ただこの「HEOS」のアプリに関しては以前の方が使い勝手が良かったような気がします。何というか、UI がかなり使いにくくなってしまった・・・。まあ「Qobuz Connect」という新しいハイレゾ配信サービスにも対応したそうなので、そのうち試してみたいと思います。
■ 音楽観賞から映画鑑賞までなんでも卒なくこなしてくれる 1台
「NR1608」から「CINEMA 70s」に入れ替えた結果、以下のような 7.1ch 構成になりました。
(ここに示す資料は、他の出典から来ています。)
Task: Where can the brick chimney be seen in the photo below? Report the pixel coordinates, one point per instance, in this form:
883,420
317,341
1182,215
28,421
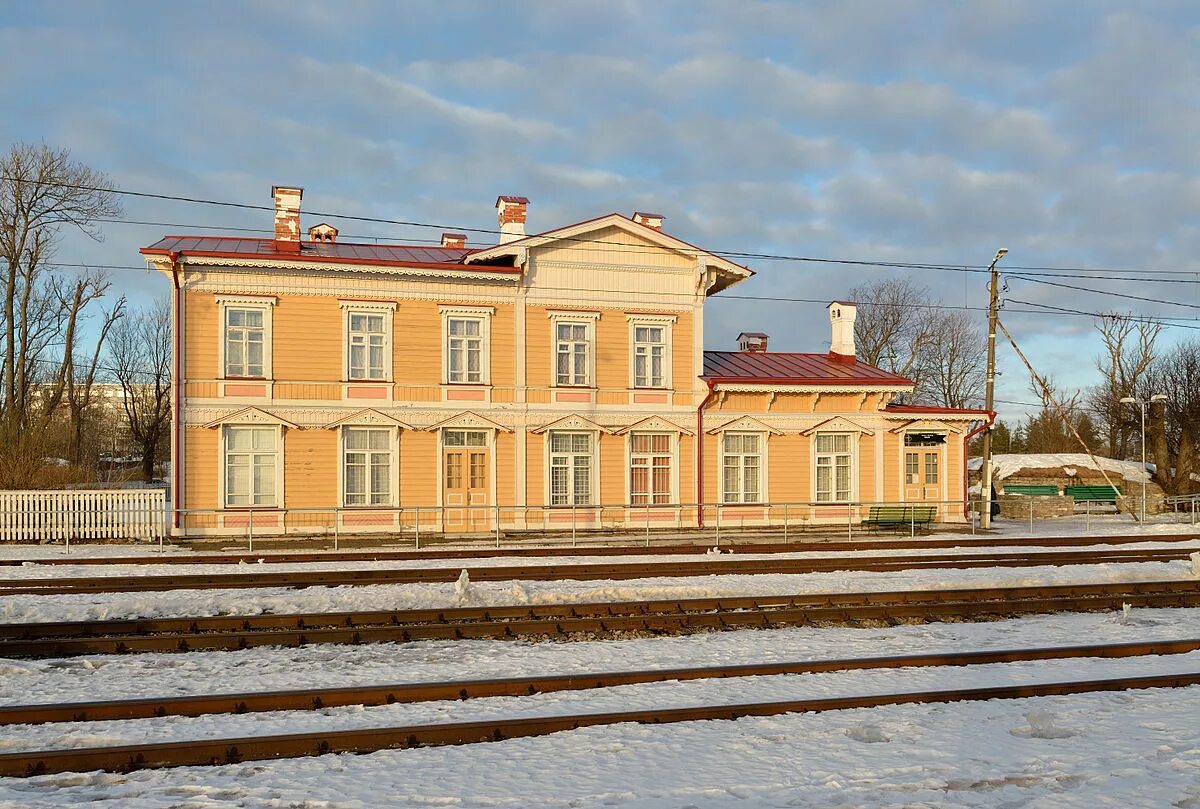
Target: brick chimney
287,217
323,232
753,341
511,213
649,220
841,321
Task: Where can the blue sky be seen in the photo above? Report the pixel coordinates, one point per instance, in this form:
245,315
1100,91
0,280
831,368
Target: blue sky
905,131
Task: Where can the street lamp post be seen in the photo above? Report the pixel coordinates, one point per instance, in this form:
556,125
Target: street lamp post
1141,403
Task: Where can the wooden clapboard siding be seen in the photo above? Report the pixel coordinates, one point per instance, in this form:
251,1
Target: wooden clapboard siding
789,461
311,461
504,448
202,461
613,469
202,336
418,467
307,339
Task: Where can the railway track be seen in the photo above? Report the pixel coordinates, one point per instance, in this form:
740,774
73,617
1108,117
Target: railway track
316,699
263,748
592,571
227,633
736,545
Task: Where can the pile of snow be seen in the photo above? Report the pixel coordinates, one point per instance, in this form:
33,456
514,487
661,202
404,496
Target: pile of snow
1005,466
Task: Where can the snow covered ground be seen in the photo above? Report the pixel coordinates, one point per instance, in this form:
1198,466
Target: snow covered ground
87,606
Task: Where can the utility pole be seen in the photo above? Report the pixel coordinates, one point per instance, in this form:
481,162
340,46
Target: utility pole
990,395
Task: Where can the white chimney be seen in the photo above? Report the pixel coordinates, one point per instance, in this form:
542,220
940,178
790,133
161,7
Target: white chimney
511,213
841,319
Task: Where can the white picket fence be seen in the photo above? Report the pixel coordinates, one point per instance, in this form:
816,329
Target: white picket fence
41,516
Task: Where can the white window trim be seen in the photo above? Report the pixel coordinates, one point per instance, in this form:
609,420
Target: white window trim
369,307
279,466
394,473
594,493
853,466
481,313
763,438
629,467
666,322
264,303
587,319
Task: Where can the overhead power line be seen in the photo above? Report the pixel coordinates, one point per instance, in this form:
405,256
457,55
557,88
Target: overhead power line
957,267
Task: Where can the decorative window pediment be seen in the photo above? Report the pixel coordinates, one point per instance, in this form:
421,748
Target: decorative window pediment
573,421
745,424
654,424
838,424
367,418
251,415
467,420
927,425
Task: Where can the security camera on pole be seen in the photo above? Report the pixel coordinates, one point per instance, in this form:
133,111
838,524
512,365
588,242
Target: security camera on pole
990,395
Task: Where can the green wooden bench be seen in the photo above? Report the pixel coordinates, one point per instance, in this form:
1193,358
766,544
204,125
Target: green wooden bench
1099,493
899,516
1032,490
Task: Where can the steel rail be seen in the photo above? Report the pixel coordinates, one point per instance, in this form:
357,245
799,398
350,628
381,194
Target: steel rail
685,616
681,549
316,699
618,571
264,748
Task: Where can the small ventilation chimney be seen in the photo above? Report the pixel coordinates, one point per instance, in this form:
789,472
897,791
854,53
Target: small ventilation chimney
841,321
649,220
323,232
751,341
287,217
511,213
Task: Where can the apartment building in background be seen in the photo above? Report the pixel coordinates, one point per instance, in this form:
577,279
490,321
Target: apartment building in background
547,381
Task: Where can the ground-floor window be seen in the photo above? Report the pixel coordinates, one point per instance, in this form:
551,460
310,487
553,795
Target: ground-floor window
742,466
367,463
833,460
649,465
570,468
251,459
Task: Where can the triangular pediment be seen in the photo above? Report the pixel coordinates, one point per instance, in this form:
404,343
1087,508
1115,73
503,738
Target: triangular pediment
641,233
468,420
573,421
369,418
928,425
251,415
745,424
654,424
838,424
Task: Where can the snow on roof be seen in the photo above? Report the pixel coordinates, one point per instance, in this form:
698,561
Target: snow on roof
1005,466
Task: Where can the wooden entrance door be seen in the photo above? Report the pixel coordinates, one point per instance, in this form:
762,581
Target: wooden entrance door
923,474
466,463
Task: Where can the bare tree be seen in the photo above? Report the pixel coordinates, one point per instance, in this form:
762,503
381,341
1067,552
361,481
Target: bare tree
42,191
141,352
953,363
899,328
894,325
1128,352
| AVアンプ | Marantz CINEMA 70s |
| フロントスピーカー | DALI ZENSOR 3x2 |
| センタースピーカー | DALI ZENSOR VOKALx1 |
| サラウンドスピーカー | ONKYO D-309Mx2 |
| サラウンドバックスピーカー | ONKYO D-309Mx2 |
| サブウーハー | FOSTEX PM-SUB8x1 |
これらのほかに、CDプレイヤーの ONKYO C-733、BDレコーダーの SONY BDZ-FBT2200、PlayStation 5、Apple TV 4K、PC などを接続しています。Amazon Prime Video は Apple TV 4K で視聴。
「NR1608」の頃から既に 7.1ch のサラウンドシステムを組んでいたので「CINEMA 70s」に入れ替えたからと言って劇的な感動があるわけではありませんが、ヘリコプターは頭上を飛び越えて行きますし、コンサートライブ映像も会場の雰囲気を存分に味わうことが出来ます。

Dolby Atmos や DTS:X などの最新オーディオフォーマットに対応し、とにかく豊富な入出力を持ちつつも非常にコンパクトであることが魅力の「CINEMA 70s」。古い机を使って DIY した AVラックもどき(笑)にも難なく収まりました。AVアンプですが、もちろん 2ch サウンドも極上です。
使い始めてみてまず驚いたのが発熱の少なさでした。消費電力は NR1608 と同じ 250W なのですが、ある程度のボリュームで4K 映画などを視聴しても天板がほとんど熱を持ちません。製品保証は標準で 5年間が付いています。家電量販店などで独自の有料延長保証サービスを付けているところがありますが、恐らく自然故障までの対応なので付ける意味は無いですね。
最近はワイヤレスイヤホン・ヘッドホンの音質向上が凄まじく、わざわざ消費電力が多く場所を取るホームシアターシステムを組む方は減っているのかも知れませんが、やはり聞き疲れすること無く大迫力のサウンドに身を包むことの出来る環境はいいものです(近所迷惑にならない範囲で・・・ではありますが)。そうは言ってもやっぱりスペースが・・・という方なら サウンドバー を導入するのも良さそうです。先日ソニーストアで試聴させて頂いたのですが、なかなか驚きのサウンド体験でした。